O PT lançar candidato a prefeito de Salvador, a não ser que fosse um nome bombástico, que sacudisse o processo sucessório, é coisa impensável.

Por isso, fica cada vez mais incompreensível o impasse no bloco oposicionista municipal, no qual só prevalece um consenso: já se perdeu tempo demais.

O governador Rui Costa, a quem se atribui a articulação de uma chapa com a senadora Lídice da Mata (PSB) na cabeça, recusa a responsabilidade, atendo-se a suas “obras e ações” e deixando o pepino com os “dirigentes partidários”.

Deve ter se referido somente aos petistas, pois estaria em curso uma disputa cruel pelo espaço na mídia e no programa eleitoral, e a cidade e seus habitantes que se lixem.

O intérprete do centralismo democrático do PCdoB, deputado Daniel Almeida, foi enfático: “Já fizemos [pela unidade da ‘esquerda’] o que foi possível”, e confirmou para amanhã o lançamento da deputada Alice Portugal.

Há, assim, três vertentes “esquerdistas”: Alice, que enfim vislumbra a chance real de seu partido exercer alguma autonomia, Lídice, interessada em mais um upgrade majoritário, e o PT, cheio de anônimos doidos para aparecer.



Como íamos dizendo...

Data: 17/06/2016
15:20:11

Sem fazer pesquisa, deixando a tarefa ao Instituto Paraná, Por Escrito matou a charada em postagem de ontem: o governador Rui Costa tem 61% de avaliação positiva no eleitorado de Salvador.

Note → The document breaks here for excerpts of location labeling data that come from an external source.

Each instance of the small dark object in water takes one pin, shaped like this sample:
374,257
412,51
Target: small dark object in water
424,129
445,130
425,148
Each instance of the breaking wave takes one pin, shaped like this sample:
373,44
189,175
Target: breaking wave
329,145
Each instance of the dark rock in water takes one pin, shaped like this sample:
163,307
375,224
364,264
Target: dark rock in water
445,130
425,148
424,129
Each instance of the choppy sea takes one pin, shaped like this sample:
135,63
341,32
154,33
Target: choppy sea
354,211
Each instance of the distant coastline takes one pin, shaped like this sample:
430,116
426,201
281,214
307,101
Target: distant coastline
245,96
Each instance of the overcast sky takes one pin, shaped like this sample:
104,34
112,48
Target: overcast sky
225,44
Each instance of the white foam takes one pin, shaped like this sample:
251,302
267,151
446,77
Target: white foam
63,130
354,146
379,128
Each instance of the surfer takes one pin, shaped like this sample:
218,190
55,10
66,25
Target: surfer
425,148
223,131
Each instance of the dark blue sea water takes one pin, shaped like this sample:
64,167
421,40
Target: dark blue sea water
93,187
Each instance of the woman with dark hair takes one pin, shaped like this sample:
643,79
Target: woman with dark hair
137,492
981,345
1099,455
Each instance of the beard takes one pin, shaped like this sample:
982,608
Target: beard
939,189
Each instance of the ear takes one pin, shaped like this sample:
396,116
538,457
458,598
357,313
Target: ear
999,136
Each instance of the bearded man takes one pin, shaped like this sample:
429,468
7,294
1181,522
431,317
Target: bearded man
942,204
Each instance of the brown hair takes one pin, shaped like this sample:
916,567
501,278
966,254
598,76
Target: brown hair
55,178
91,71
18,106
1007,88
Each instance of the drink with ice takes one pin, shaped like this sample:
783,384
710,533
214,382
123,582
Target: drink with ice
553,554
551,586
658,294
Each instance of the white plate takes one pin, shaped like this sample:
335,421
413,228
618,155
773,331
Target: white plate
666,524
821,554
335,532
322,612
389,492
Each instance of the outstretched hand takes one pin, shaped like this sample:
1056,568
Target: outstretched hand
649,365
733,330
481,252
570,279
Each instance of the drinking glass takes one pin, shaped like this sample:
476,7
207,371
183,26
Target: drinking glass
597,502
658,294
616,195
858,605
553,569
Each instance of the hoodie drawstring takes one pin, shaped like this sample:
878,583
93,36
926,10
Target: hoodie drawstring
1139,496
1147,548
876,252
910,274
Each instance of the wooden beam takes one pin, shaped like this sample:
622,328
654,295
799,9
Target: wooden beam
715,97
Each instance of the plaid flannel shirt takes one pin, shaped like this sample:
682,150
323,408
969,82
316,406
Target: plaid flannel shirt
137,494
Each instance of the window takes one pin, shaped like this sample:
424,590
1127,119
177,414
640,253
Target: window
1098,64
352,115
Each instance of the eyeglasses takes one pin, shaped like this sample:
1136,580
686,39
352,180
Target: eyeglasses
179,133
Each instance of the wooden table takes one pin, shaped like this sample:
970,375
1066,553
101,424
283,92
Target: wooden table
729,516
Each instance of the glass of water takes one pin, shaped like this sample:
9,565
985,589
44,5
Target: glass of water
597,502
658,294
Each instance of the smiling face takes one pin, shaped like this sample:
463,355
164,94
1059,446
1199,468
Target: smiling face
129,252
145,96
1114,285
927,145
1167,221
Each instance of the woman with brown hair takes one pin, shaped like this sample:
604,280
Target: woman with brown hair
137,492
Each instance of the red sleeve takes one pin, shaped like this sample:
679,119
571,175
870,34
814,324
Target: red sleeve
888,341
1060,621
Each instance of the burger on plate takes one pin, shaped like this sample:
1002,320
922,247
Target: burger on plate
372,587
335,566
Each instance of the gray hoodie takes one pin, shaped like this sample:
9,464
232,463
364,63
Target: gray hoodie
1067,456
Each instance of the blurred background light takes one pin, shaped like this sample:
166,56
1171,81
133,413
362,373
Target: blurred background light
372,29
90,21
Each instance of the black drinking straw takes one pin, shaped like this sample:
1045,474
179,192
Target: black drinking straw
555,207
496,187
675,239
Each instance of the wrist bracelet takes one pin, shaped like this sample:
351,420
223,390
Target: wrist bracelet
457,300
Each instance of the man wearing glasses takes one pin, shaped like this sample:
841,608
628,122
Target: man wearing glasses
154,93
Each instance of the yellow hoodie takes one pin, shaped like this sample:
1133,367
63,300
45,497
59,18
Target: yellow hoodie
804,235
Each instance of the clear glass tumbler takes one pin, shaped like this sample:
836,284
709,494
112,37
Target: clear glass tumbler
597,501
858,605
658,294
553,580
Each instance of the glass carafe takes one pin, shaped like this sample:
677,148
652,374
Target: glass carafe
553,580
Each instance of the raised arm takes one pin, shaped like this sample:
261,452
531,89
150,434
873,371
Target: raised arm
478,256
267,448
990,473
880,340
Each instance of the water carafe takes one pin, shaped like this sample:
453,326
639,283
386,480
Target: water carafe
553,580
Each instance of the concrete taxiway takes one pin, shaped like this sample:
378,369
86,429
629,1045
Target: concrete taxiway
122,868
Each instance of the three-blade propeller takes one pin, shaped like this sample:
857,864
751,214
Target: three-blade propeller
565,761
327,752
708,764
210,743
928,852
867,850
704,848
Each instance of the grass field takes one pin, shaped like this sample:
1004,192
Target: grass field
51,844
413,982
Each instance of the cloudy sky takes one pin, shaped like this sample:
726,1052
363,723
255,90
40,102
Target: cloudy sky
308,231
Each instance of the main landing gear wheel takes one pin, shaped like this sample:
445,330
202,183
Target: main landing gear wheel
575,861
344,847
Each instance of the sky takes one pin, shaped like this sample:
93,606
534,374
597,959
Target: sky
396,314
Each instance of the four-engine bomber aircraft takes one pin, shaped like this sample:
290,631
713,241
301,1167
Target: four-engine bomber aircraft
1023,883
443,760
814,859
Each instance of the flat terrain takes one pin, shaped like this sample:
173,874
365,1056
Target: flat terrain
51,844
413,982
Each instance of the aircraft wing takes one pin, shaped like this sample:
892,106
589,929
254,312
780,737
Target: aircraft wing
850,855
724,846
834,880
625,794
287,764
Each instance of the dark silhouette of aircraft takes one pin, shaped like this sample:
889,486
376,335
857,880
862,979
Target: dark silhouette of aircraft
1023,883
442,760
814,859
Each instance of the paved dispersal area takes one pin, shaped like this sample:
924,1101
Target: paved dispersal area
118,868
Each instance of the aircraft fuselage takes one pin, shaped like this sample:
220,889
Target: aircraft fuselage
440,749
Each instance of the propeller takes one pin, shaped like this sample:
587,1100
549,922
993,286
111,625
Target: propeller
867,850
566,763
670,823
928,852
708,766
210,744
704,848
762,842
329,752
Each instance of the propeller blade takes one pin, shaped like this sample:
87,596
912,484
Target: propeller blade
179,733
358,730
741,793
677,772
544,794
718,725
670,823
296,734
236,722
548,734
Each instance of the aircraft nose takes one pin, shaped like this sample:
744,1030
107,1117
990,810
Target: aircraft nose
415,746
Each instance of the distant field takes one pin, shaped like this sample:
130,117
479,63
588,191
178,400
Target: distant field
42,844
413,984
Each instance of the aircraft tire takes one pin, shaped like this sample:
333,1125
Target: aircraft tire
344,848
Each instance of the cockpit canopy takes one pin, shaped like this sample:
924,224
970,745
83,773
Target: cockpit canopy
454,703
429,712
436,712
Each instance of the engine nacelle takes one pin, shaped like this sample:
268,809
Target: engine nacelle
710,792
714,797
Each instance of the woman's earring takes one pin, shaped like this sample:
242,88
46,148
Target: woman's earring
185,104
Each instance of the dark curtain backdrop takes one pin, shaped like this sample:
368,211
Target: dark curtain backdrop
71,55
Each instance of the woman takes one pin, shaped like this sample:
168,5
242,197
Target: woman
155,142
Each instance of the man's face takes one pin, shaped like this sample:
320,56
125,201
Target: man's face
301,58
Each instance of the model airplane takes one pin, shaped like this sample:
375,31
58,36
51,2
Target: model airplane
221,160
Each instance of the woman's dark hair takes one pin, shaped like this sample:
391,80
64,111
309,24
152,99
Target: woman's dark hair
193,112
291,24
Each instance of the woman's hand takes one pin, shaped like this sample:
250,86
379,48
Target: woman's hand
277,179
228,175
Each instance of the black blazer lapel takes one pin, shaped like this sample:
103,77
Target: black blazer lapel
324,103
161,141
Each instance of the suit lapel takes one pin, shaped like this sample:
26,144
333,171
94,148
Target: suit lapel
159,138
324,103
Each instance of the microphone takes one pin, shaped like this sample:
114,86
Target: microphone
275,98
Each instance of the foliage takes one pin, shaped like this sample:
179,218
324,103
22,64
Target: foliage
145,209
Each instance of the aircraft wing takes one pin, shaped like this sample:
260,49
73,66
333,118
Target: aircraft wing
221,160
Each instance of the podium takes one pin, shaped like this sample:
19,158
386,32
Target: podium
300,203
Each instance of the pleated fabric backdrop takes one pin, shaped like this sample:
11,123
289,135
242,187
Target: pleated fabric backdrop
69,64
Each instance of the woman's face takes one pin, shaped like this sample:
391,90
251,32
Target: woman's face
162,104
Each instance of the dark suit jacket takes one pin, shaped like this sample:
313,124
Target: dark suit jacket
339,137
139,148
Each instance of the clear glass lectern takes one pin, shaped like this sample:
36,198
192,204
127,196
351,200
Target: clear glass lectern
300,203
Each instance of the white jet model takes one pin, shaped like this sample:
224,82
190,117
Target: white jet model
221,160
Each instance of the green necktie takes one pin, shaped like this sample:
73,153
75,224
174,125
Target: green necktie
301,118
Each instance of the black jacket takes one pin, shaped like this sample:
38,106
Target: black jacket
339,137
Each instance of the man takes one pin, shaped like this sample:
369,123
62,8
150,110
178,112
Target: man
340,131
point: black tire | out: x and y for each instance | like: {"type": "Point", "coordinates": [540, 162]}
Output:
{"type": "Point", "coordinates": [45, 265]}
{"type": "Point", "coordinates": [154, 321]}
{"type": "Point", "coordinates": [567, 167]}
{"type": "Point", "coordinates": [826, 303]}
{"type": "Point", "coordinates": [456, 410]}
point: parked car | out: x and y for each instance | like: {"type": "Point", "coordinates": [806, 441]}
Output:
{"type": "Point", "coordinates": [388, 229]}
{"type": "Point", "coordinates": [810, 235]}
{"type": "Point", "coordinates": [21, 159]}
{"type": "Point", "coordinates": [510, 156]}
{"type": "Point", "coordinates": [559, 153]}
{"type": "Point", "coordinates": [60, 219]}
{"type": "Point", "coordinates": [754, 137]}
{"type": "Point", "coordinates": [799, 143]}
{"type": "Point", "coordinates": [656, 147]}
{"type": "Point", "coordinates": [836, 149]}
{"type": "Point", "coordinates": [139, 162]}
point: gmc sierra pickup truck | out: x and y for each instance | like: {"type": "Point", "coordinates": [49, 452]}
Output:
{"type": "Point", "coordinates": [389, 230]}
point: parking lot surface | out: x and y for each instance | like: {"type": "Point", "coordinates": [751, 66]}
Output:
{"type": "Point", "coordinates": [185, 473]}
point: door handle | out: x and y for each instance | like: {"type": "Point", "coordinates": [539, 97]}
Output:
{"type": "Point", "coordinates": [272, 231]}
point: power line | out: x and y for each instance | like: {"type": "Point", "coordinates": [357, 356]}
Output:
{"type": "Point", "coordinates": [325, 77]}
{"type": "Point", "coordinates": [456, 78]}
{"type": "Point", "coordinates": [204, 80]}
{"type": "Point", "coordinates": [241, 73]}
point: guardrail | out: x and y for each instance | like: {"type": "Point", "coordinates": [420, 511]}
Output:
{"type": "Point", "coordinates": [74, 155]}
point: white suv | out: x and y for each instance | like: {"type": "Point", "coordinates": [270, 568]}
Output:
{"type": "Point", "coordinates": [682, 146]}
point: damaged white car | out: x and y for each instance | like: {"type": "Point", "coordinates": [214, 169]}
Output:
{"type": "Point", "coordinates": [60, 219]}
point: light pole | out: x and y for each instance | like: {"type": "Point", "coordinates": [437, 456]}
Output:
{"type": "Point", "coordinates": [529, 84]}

Mas nem isso o fará renunciar para disputar a Prefeitura. A “esquerda” tem de se virar com o que tem, pois até o ex-governador Jaques Wagner, segundo informação vigente, foi se domiciliar lá para as bandas de Andaraí.



Criptografia

Data: 17/06/2016
15:19:15

Passou meio batida a afirmação do deputado Chico Alencar (PSOL) no Conselho de Ética da Câmara de que “gregos e baianos” seriam atingidos por uma delação, ainda que informal, do deputado Eduardo Cunha.

Hermeneutas do processo político, no entanto, ficaram intrigados. Não ficou claro se foi apenas um trocadilho do parlamentar fluminense ou se ele vislumbra algum nosso conterrâneo de peso no olho do furacão.